Ellen Brown's article conflates many developments and ascribes them, willy-nilly, to one policy action. It's especially misleading to suggest that the US economic boom was as a result of printing money. While monetary liquidity was important to a unified economy, even that was less important than:

- disease (plus a few genocidal massacres, especially after the Civil War) that depopulated (by 95%) local Indian populations and allowed rapid and massive land grabs that sucked in millions of European immigrants between 1830 and 1900. The rapid application of large-scale human resources to this vast and fertile (seized) resource allowed the US to make all sorts of mistakes and still thrive economically. It's worth noting that part of the dispute between the North and South was about differing conceptions of human resources management - the North thrived economically on free settler immigration (on depopulated Indian land) while the South was built on old-fashioned slavery.

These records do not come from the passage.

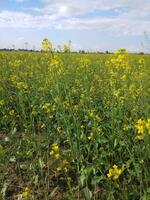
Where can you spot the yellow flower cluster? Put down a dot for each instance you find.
(26, 193)
(114, 172)
(55, 151)
(141, 126)
(119, 58)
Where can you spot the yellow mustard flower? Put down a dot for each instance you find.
(26, 193)
(114, 172)
(140, 124)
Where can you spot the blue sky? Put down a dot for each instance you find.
(91, 24)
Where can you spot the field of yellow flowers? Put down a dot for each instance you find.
(74, 126)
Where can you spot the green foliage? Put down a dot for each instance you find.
(74, 126)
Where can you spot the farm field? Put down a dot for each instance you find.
(74, 126)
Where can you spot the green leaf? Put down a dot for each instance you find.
(87, 193)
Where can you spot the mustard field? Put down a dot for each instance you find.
(74, 126)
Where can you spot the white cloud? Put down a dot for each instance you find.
(132, 19)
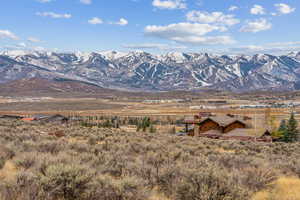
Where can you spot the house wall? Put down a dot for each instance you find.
(208, 125)
(233, 126)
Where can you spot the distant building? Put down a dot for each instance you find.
(223, 127)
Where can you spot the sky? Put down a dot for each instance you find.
(156, 26)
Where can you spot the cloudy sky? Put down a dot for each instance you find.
(230, 26)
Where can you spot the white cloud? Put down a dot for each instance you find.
(284, 8)
(257, 10)
(256, 26)
(169, 4)
(7, 34)
(87, 2)
(153, 46)
(22, 45)
(44, 1)
(33, 40)
(271, 48)
(95, 20)
(54, 15)
(233, 8)
(214, 17)
(189, 33)
(121, 22)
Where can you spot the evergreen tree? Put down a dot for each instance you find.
(281, 130)
(291, 133)
(152, 129)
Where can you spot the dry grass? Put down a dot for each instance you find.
(285, 188)
(9, 171)
(116, 165)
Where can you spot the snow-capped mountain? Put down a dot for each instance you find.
(145, 71)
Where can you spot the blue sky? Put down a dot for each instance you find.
(229, 26)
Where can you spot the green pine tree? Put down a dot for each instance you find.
(291, 133)
(281, 131)
(152, 129)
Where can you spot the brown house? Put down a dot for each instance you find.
(220, 124)
(233, 125)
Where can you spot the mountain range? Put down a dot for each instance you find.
(142, 71)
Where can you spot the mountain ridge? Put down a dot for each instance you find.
(142, 71)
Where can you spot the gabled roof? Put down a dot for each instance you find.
(223, 120)
(240, 132)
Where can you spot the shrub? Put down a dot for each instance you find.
(128, 188)
(68, 182)
(207, 184)
(26, 160)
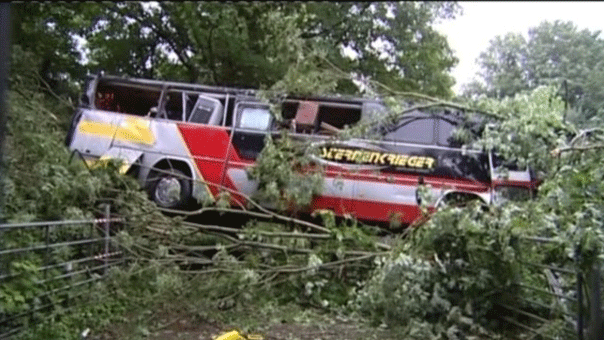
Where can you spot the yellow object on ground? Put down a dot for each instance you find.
(234, 335)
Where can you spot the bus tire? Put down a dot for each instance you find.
(170, 189)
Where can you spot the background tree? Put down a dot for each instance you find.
(256, 44)
(555, 53)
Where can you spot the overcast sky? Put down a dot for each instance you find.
(470, 33)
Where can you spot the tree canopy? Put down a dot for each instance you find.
(245, 44)
(555, 53)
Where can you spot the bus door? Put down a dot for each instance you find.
(252, 121)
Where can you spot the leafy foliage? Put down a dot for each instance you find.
(556, 53)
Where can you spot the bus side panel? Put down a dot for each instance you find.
(208, 146)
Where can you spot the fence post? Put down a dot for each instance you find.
(5, 33)
(579, 292)
(107, 224)
(595, 328)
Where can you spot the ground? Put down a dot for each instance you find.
(280, 323)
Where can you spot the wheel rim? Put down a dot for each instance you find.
(167, 191)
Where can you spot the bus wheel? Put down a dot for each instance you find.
(171, 189)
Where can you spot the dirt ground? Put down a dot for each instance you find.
(309, 327)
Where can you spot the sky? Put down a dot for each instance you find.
(469, 34)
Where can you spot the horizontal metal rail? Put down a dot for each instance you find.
(539, 239)
(525, 313)
(74, 273)
(525, 327)
(547, 292)
(65, 263)
(556, 269)
(27, 225)
(49, 246)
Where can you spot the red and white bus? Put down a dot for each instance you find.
(190, 142)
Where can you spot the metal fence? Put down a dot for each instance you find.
(562, 300)
(47, 264)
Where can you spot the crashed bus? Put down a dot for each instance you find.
(187, 143)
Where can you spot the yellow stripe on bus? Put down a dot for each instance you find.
(131, 130)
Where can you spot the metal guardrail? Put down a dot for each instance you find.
(55, 262)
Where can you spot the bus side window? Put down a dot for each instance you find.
(207, 111)
(174, 106)
(446, 134)
(413, 130)
(254, 118)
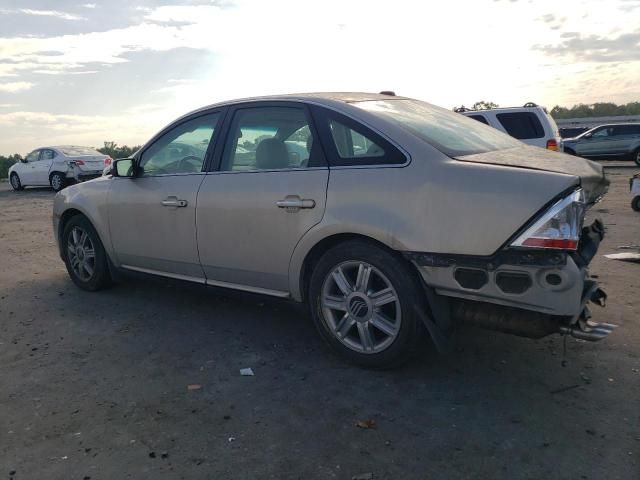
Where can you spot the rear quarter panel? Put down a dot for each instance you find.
(435, 204)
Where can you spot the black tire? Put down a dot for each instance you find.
(57, 181)
(406, 288)
(16, 184)
(99, 276)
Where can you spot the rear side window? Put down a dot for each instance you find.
(349, 143)
(521, 125)
(479, 118)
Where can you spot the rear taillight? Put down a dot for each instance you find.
(559, 227)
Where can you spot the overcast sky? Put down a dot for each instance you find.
(119, 70)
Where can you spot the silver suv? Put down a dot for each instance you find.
(620, 140)
(386, 215)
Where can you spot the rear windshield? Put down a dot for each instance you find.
(452, 133)
(521, 125)
(70, 151)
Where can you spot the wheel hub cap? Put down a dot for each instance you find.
(361, 307)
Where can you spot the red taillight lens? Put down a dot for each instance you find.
(559, 227)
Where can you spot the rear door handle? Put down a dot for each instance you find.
(294, 202)
(174, 202)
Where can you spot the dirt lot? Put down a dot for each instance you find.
(95, 386)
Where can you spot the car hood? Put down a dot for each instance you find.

- the importation from the UK and Europe, and the refinement and cost reduction (thanks to volume deployment!) of a wide range of industrial technologies, and subsequent labour productivity improvements. (This same phenomena was mirrored in the Asian Tigers in 1960-1990, as Paul Krugman has eloquently shown). With the benefit of late-mover advantage (a bit like China today), by the 1900s this had become by far the most important factor in economic growth.

- Declining energy costs as a result of the exploitation of coal and then oil.

It is true that Lincoln used monetary policy to subdue the usurious banks in the middle of the war, effectively establishing a dominance of State over finance and introducing a unifying and more liquid national currency. But monetary policy was a minor gambit in financing the war, and one that was demonstrably disastrous when applied in much larger proportion in their opposing entity, the Confederacy.

Some commentators on recent US monetary policy, like Chris Martinson, continue to make the same sorts of errors in their analysis. Martinson for example equates deficits in the last 10 years to printing money without backing (e.g. of gold). But actually the US borrowed the money first from the Chinese, who effectively funded both Bush's war effort and his tax cuts for the super-wealthy (one of the stupidest tax policies in modern history).

I'm worried that talk of simply printing money is a potentially dangerous distraction, when, as in wars, we have the straightforward means to finance mitigation with good, old-fashioned, long-term debt. Climate Bonds.

Are carbon taxes fairer than using bonds for climate change mitigation costs?

A friend of mine asked:

"Aren't taxes fairer because bonds reward those who have spare cash they don't need much right now?"

In fact this isn't the case - taxes are not fairer because they ask current taxpayers to pay for developments that will deliver much cheaper energy costs to future consumers. 

Bonds are a mechanism for averaging out over time the charges to pay for stuff that requires mostly up front cost and has minimal operating costs. Like most renewable energy.

Bonds will largely NOT be bought by mums and dads with savings (well, maybe some will), they'll mainly be bought by pension, insurance and sovereign wealth funds who have the money now but are spending it on carbon-era projects. It's about switching capital, not asking for more. The idea is to squeeze the carbon-era projects of all their capital by giving investors good reasons to switch it all over to low-carbon investments.

Long-term investors like pension funds actually need more long-term debt to ensure they'll be able to pay out pensions when required. In the US many pension funds are moving their portfolios from about 20% bonds to 80%+ bonds, because the crash has shown that equities are just too volatile when you have to ensure payouts. That's why the Greek Government's EUR10 billion bond this week sold out despite jitters about the government's finance. There is a very big demand for bonds that will go on for some years.